Eric L. Piza, Kevin T. Wolff, David N. Hatten, and Bryce E. Barthuly (2023)
Health & Place
*This study was funded by a grant from the Bureau of Justice of Assistance and administered by the Institute for Intergovernmental Research
Key Takeaways
- Group-based trajectory analysis classified block groups in Passaic County, New Jersey according to drug overdose trends from 2015 through 2019
- A mixed-effects panel negative binomial regression model examined environmental and neighborhood characteristics associated with annual overdose counts
- Block groups were classified across 3 groups: low and stable, low with moderate increase, and elevated and increasing
- All but 1 of the elevated and increasing block groups were spatially contiguous within a single city
- Concentrated disadvantage exhibited the largest effect size in the regression models
- Most variables positively associated with overdose levels were built environment measures
Research Summary
Drug overdose has emerged as a national public health emergency in the United States over the previous decade. Prior spatial analyses have generated important insights into the problem of drug overdoses. However, spatial analyses of drug overdoses typically incorporate cross-sectional designs that are unable to measure the developmental trends of high overdose areas. Cross-sectional designs are further unable to account for within unit differences over time, which can bias estimates of independent variable effect.

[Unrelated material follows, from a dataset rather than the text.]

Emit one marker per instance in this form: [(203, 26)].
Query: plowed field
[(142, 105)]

The current study sought to address gaps in the literature through a spatial analysis of drug overdoses in Passaic County, New Jersey from 2015 through 2019. This study is an outgrowth of an action research partnership between a multi-university research team and the Paterson, NJ Coalition for Opioid Response and Assessment (COAR). The mission of COAR is to develop data-driven, multi-agency responses to the overdose crisis in City of Paterson, NJ. COAR stakeholders anticipated county-wide resources would need to be mobilized to successfully address the opioid crisis in the Paterson. As such, COAR’s analysis efforts began with an assessment of overdoses throughout the entirety of Passaic County.
We first conducted a group-based trajectory analysis to classify block groups according to their overdose trends. To our knowledge, this is the first application of group-based trajectory analysis in the drug overdose literature. A mixed-effects panel regression model then identifies the built environment and neighborhood characteristics associated with overall overdose levels. Overdose data were provided by the New Jersey State Police (NJSP), which tracks state-wide drug overdoses as part of the national Overdose Detection Mapping Application Program (ODMAP).
The group-based trajectory analysis identified three groups with distinct drug overdose trends: low and stable (72% of block groups), low with moderate increase (24% of block groups), and elevated and increasing (4% of block groups). Areas in the elevated and increasing group accounted for the majority of overdoses with an average of 76.2 incidents over the five-year period. The year-to-year average in overdose events increased dramatically among this small number of block groups, from an average of 1.75 in 2015 to an average of 26.5 in 2019. The block groups in this trajectory grouping were highly clustered, with all but one spatially contiguous within the City of Paterson. This indicated overdose prevention resources could be highly focused within the geographies suffering from the most disproportionate levels of drug overdose.
In the regression analysis, concentrated disadvantage exhibited the strongest effect. This suggests that recent policy proposals to substantially increase investment in community institutions and general community wellbeing as a public safety strategy may also support overdose prevention efforts. Nonetheless, most statistically significant variables positively associated with overdose counts were built environment measures (liquor stores, health care facilities, vacant parcels, and public land parcels). These findings suggest certain types of land usage may provide targets for proactive social outreach efforts or may benefit from place-based policy solutions such as vacant lot greening.